To consider Franciscan life without reflecting on Clare of Assisi is like having a one-sided coin, a song without music, a rainbow without sunshine. Clare was young and in love with life when she witnessed Francis' fervor in following Christ. She might have blushed when she saw Francis, several years her senior, relinquish all he had, even the clothes from his back, to his father, Pietro Bernardone. Perhaps she knew from that moment that she and Francis were spiritual brother and sister because in returning to his earthly father everything he had given him, Francis acknowledged that God in heaven was now his only Father. Francis and Clare were lovers also, though not in the usual way the world views lovers, but a man and woman who loved God with their whole hearts and souls and in that love enveloped each other.

What does Clare teach us about following Jesus? She teaches us to follow Francis, who followed Jesus so perfectly and so literally in pursuit of poverty, desiring nothing more than the Lord. Clare teaches us that we can be committed faithful followers of Francis and of Jesus while doing it in our own unique way in accord with our circumstances in life.

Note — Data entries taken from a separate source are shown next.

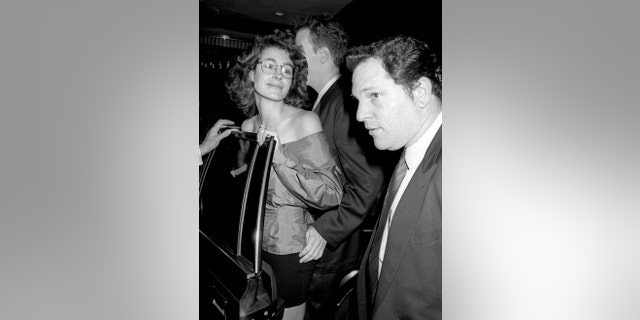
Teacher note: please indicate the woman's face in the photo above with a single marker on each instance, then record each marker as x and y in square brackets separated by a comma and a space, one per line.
[273, 74]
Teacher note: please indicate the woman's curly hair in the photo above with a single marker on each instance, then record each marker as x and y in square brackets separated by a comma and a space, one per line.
[241, 89]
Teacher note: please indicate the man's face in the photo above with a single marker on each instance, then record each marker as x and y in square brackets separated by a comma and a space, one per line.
[302, 39]
[387, 111]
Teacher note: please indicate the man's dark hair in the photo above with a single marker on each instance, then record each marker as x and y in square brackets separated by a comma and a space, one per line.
[405, 59]
[324, 32]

Both Clare and Francis sacrificed all attachment to material possessions in their search for the Christian life they were called to follow. Francis' journey took him to distant places in his world. He walked hundreds of miles around the peninsula now called Italy. He ventured to the land of the sultan of Damietta. In contrast Clare journeyed the short distance from her father's home to the little Church of Saint Mary of the Angels, which Francis dubbed the Portiuncula or "Little Portion." There she was received by the brothers. After a brief stay with Benedictine nuns, she was to spend the remainder of her life in the convent of San Damiano, the little chapel where the Lord had spoken to Francis from the crucifix saying, "Go and rebuild my Church."

Clare was to have a permanent home. Francis had special places he visited but if he were alive today, we might say he had no permanent mailing address. Francis met and preached to unknown numbers of people—on the dusty roads, in city squares, in churches and chapels around the countryside, in foreign tents. Clare spread God's love through prayer which attracted followers to her Franciscan way of life. Her prayers brought healings. She wrote letters to those in foreign lands encouraging them in their Franciscan journeys. But she stayed close to home at San Damiano. Two dramatically different lifestyles followed the same goal: loving God with all their heart and soul and mind and strength.

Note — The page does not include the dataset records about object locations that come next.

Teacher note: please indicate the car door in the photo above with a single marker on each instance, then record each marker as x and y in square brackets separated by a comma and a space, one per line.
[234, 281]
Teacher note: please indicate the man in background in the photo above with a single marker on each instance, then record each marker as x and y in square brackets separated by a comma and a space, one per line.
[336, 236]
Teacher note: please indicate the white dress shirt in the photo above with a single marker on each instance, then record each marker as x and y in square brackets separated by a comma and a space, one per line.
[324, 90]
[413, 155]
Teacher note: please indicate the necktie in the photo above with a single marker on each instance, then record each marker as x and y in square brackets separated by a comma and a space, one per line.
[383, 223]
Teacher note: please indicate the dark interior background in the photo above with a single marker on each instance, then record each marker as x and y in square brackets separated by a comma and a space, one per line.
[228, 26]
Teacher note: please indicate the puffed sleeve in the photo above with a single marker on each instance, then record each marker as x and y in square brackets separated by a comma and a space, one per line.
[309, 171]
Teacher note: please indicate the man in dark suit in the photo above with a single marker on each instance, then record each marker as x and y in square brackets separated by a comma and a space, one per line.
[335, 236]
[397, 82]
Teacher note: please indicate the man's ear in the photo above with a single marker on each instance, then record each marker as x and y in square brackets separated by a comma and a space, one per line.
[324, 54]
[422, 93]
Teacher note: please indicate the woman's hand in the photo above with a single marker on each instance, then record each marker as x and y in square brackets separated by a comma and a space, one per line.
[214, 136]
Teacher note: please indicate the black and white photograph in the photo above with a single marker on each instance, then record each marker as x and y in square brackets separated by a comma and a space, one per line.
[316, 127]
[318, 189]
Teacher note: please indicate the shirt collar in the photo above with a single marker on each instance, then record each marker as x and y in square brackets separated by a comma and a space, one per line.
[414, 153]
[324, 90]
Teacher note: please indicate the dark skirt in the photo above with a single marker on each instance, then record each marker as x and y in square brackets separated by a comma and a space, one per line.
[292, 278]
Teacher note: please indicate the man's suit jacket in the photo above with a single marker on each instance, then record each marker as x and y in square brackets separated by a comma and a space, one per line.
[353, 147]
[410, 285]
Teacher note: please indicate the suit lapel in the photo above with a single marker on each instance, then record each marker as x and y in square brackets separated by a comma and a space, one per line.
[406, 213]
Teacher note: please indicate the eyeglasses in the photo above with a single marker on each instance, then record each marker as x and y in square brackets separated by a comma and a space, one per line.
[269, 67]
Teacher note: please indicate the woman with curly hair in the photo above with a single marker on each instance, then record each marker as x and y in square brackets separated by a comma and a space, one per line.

Few of us are called to give away everything we possess. In many cases, that might actually be an ungodly thing to do because we have responsibilities for others—spouses, children, aging parents—that God entrusts to us. God has given us special gifts to use for his purposes—as workers in the marketplace, friends in the community, healers of the brokenhearted, lovers of the downtrodden.

We won't shed our clothes on our village square in exchange for a ragged tunic with rope belt as Francis did. We won't have our hair shorn as a sign of humility in imitation of Clare. But we can devote our lives to following Jesus in the way of Francis and Clare in ways adapted to the time in which we live. The challenge of Francis and Clare is to discover that way and to persevere on its path in our own times in our own ways.

3 Comments:

At 8:11 PM, Anonymous mindy said...

I like how the article posted talked about St. Clare maybe "blushing" upon meeting St. Francis. I had a conversation with my husband just the other night about "attraction". Most would think attraction to someone other than their spouse wrong, but I look at it very differently, and honestly had to school my husband on my way of thought. There are many ways one could be attracted to another- emotionally, spiritually, sexually, etc. I think most of us group all of that together (especially when talking about members of the opposite sex). There are many I am attracted to, for a great variety of reasons, but not for all (and also many more) of the reasons I have listed. I honor the commitment of my marriage above other relationships, but I am certainly "attracted' to several others. Good deeds, a generous heart and a free spirit are actions and ways of being that attract me like a moth to a flame. Maybe I think some of it will rub off- I don't know....but in the sense that associations with others help me to "develop" into a better person (either by contact, advice and/or example), whatta a great thing! I honestly believe “those” attractions have actually made my primary relationships better in a number of ways.

 
At 5:09 AM, Anonymous Anonymous said...

Oooh, to be like St. Clare or St. Francis!

 
At 5:11 AM, Anonymous Anonymous said...

I think its interesting that after attending Eucharistic Adoration for a while I started to feel like I was missing out because I was not attending Mass.